One of the really interesting things about this concert—to me, anyway—is that fact that although Teddy Wilson was present, he did not play on many numbers here. That honor went to Art Tatum, a man often castigated by the musically insensitive for not being able to swing, but swing he does throughout this concert, even when playing behind Holiday or Armstrong, which he was never to do again for the remainder of his career. Had Goodman been in New York instead of California, we might have had the rare opportunity of hearing Tatum accompany him as well.

But what stands out about this concert that one didn’t always hear in the later Norman Granz-organized Jazz at the Philharmonic jam sessions is the easy communion and unity among the musicians. Everyone is trying to play their best, but as a group there is a cohesion that rarely came out of thrown-together jam sessions like this, even when one hears the contrast between the Armstrong-inspired vibes of Hampton and the Bix Beiderbecke-inspired xylophone and vibes of Red Norvo. It’s not so much competition as simply playing their best and having fun. Just listen, for instance, to the way Tatum comes roaring into view on piano right after Norvo’s excellent solo on I Got Rhythm. You can hear Norvo call out, “Come on, Art, Art!” to egg him on, and I don’t think it bothered Red in the least that Art blew him away. When Armstrong enters, he’s playing his best, but in his own style; he’s not trying to out-Tatum Tatum…although Coleman Hawkins, then on the cusp of his bop phase, plays a blistering solo halfway between bop and R&B, and a brilliant one it is, too.
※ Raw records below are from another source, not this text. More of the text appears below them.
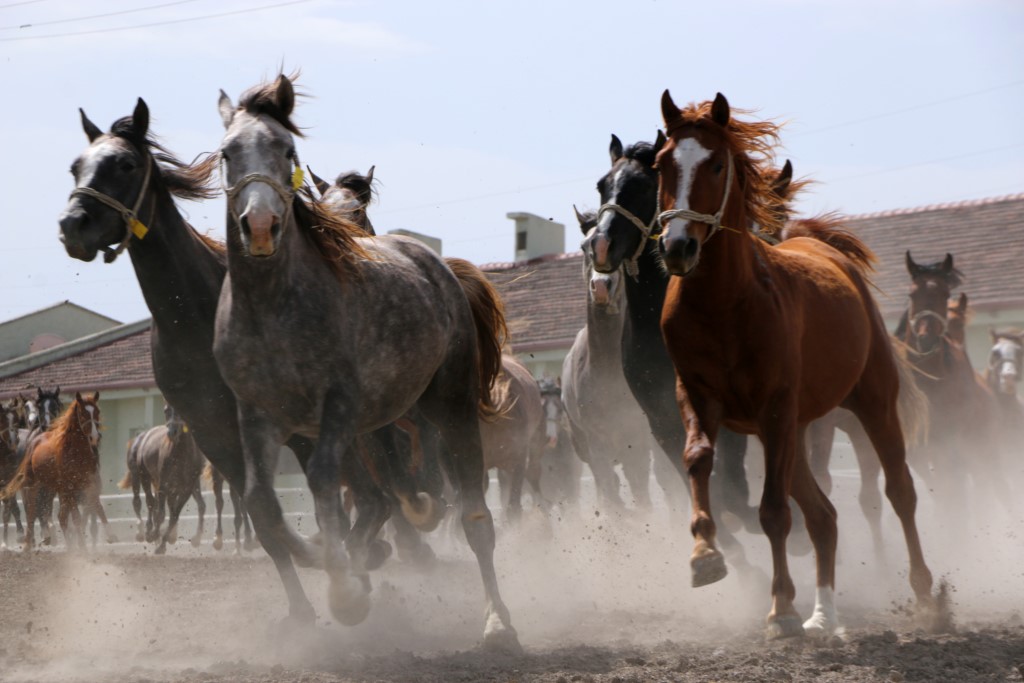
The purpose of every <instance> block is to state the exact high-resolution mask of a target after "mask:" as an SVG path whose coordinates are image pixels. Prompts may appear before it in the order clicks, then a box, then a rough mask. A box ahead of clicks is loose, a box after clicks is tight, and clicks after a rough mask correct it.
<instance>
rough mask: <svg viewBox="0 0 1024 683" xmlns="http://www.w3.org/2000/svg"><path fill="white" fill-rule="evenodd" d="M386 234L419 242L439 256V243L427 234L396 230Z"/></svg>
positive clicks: (400, 229) (434, 238)
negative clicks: (397, 234) (405, 238)
mask: <svg viewBox="0 0 1024 683" xmlns="http://www.w3.org/2000/svg"><path fill="white" fill-rule="evenodd" d="M387 233H388V234H400V236H402V237H407V238H413V239H414V240H419V241H420V242H422V243H423V244H425V245H427V246H428V247H430V248H431V249H433V250H434V253H436V254H437V255H438V256H440V255H441V241H440V240H439V239H438V238H432V237H430V236H428V234H421V233H420V232H415V231H413V230H403V229H401V228H398V229H397V230H388V232H387Z"/></svg>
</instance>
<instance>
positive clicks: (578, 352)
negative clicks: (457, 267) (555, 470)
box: [562, 212, 686, 509]
mask: <svg viewBox="0 0 1024 683" xmlns="http://www.w3.org/2000/svg"><path fill="white" fill-rule="evenodd" d="M577 218H578V219H579V221H580V229H581V230H582V231H583V233H584V236H587V234H588V233H589V232H590V230H592V229H593V228H594V226H595V225H596V223H597V221H596V216H595V214H593V213H590V214H588V215H583V214H580V213H579V212H578V213H577ZM584 276H585V279H586V282H587V285H588V287H587V289H588V293H587V326H586V327H585V328H584V329H583V330H581V331H580V333H579V334H577V338H575V341H573V343H572V348H570V349H569V352H568V354H567V355H566V356H565V360H564V362H563V364H562V402H563V403H564V404H565V413H566V416H567V417H568V422H569V433H570V435H571V438H572V445H573V447H574V449H575V452H577V455H579V456H580V458H581V460H583V461H584V462H586V463H587V464H588V465H589V466H590V469H591V471H592V472H593V474H594V482H595V484H596V486H597V494H598V500H599V502H600V503H601V504H602V505H605V506H609V507H612V508H618V509H622V508H623V499H622V497H621V496H620V481H618V475H617V474H616V473H615V470H614V467H615V465H616V464H618V463H621V464H622V467H623V474H625V475H626V479H627V481H629V484H630V490H631V492H632V494H633V498H634V500H635V502H636V504H637V505H638V506H639V507H641V508H644V509H649V508H650V490H649V489H650V465H651V451H650V450H651V445H652V442H653V439H652V438H651V436H650V427H649V426H648V425H647V420H646V419H645V418H644V414H643V411H641V410H640V404H639V403H637V401H636V398H634V397H633V392H632V391H630V386H629V384H627V383H626V376H625V375H623V344H622V339H623V325H624V324H625V322H626V317H627V310H626V307H627V303H626V292H625V287H624V283H623V271H622V269H620V270H615V271H614V272H609V273H600V272H595V271H594V268H593V266H592V265H591V261H590V259H589V258H588V257H587V256H586V254H585V255H584ZM658 463H659V464H664V465H665V467H662V468H658V474H659V481H660V482H662V485H663V486H666V485H668V486H669V488H668V489H667V490H671V494H669V500H670V502H674V501H675V500H677V499H678V498H679V497H681V496H685V490H686V489H685V487H684V486H683V485H682V482H681V480H680V478H679V476H678V475H677V474H675V473H674V472H671V473H669V472H666V471H665V470H666V468H668V469H669V470H671V469H672V468H671V466H669V463H668V461H667V460H665V459H664V458H658ZM670 476H671V477H672V479H674V480H672V479H670ZM663 479H664V481H663Z"/></svg>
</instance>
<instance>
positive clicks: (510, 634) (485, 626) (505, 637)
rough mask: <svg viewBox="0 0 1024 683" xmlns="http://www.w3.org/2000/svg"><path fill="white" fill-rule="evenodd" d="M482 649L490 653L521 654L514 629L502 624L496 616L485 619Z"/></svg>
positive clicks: (498, 618)
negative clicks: (482, 644) (495, 652)
mask: <svg viewBox="0 0 1024 683" xmlns="http://www.w3.org/2000/svg"><path fill="white" fill-rule="evenodd" d="M483 649H485V650H487V651H490V652H507V653H510V654H521V653H522V645H520V644H519V636H518V635H517V634H516V632H515V629H513V628H512V626H511V625H508V624H505V623H504V622H502V620H501V617H499V616H498V614H492V615H490V616H488V617H487V624H486V626H485V627H484V628H483Z"/></svg>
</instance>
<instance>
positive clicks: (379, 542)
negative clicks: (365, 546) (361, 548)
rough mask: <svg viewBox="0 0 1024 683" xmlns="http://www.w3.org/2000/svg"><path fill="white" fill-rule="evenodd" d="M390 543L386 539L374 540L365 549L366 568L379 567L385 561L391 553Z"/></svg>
mask: <svg viewBox="0 0 1024 683" xmlns="http://www.w3.org/2000/svg"><path fill="white" fill-rule="evenodd" d="M392 552H393V551H392V549H391V544H390V543H388V542H387V541H380V540H378V541H374V542H373V543H371V544H370V548H368V549H367V569H379V568H380V567H381V565H382V564H384V563H385V562H387V559H388V558H389V557H391V553H392Z"/></svg>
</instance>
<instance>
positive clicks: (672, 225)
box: [668, 137, 711, 229]
mask: <svg viewBox="0 0 1024 683" xmlns="http://www.w3.org/2000/svg"><path fill="white" fill-rule="evenodd" d="M709 157H711V150H709V148H707V147H705V146H703V145H701V144H700V143H699V142H697V141H696V140H695V139H693V138H692V137H687V138H686V139H685V140H682V141H681V142H680V143H679V144H678V145H677V146H676V148H675V150H673V151H672V158H673V159H674V160H675V162H676V169H677V170H678V173H679V186H678V187H677V188H676V206H675V207H673V208H674V209H679V210H689V208H690V191H691V190H692V189H693V179H694V178H695V177H696V175H697V168H699V166H700V164H702V163H703V162H705V161H706V160H707V159H708V158H709ZM686 222H687V221H686V220H684V219H682V218H673V219H672V220H670V221H669V225H668V227H669V228H672V227H673V226H675V227H677V228H679V229H682V228H683V227H684V226H685V225H686Z"/></svg>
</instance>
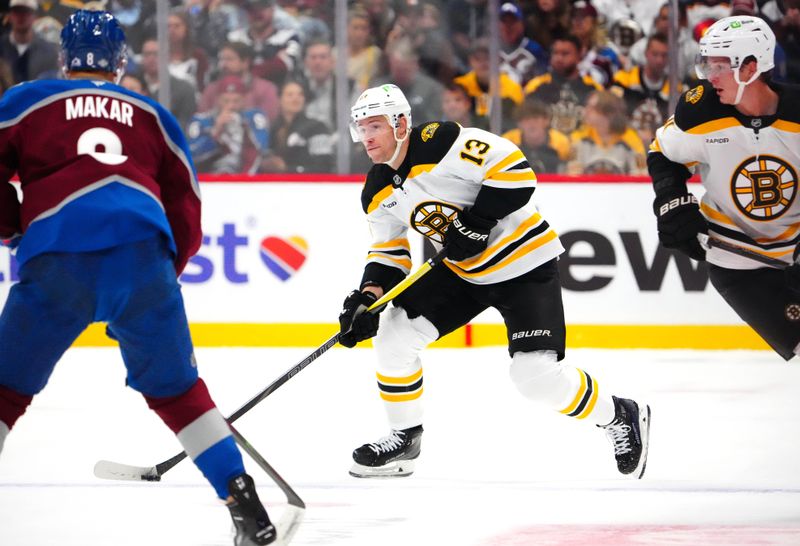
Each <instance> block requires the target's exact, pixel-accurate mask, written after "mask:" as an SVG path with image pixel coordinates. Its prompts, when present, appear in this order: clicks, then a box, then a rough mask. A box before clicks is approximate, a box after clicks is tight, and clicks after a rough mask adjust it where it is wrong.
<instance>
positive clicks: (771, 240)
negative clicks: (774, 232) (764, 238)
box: [756, 225, 800, 244]
mask: <svg viewBox="0 0 800 546" xmlns="http://www.w3.org/2000/svg"><path fill="white" fill-rule="evenodd" d="M799 232H800V225H793V226H789V227H788V228H786V230H785V231H784V232H783V233H781V234H779V235H777V236H775V237H772V238H770V239H756V241H757V242H758V243H759V244H767V243H771V242H782V241H786V240H787V239H794V238H795V237H796V236H797V234H798V233H799ZM792 244H794V243H792Z"/></svg>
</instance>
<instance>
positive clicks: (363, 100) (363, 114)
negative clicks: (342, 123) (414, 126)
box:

And listen to how Tatum plays a steady and un-frilly comp to Roy’s, Hawk’s and Bigard’s solos. He’s not trying to show off here, but be a good colleague. He even gets Jack Teagarden into a great mood on trombone. Big T never really embraced bop, but he did flirt with it. Only Roy Eldridge sounds as if he wanted to show Tatum that he had the kind of chops on trumpet that the latter had on piano, and by golly, he succeeds. (It just struck me that one other major jazz name who should have been at this concert, but apparently wasn’t voted in, was Lester Young.)

So there’s not a lot of harmonic sophistication in this concert. Don’t expect to hear anything that resembles what Charlie Parker, Thelonious Monk, Dizzy Gillespie or Bud Powell were doing behind the scenes…that was to dominate jazz’s future, not early 1944. And although I alluded to the fact that Al Casey wasn’t the greatest jazz guitarist of his time, he contributed a surprisingly modern-sounding chorus to the improvised blues that just precedes the Spotlite portion of the program. But alas, Casey later rose to fame as a rock guitarist, and you can hear this element of his playing in his own composition, Buck Jumpin’, which is pure R&B. Casey may have been a good guitarist, but he knew which was the path to riches and it wasn’t the way he played on the blues.

Taken as a whole, however, this is clearly an excellent concert within the swing axis as of 1944. You get a little of everything and a lot of surprising moments when you suddenly realize that your favorite (or not-so-favorite) musician is giving out with a really great chorus or two, and that, after all, is the essence of jazz.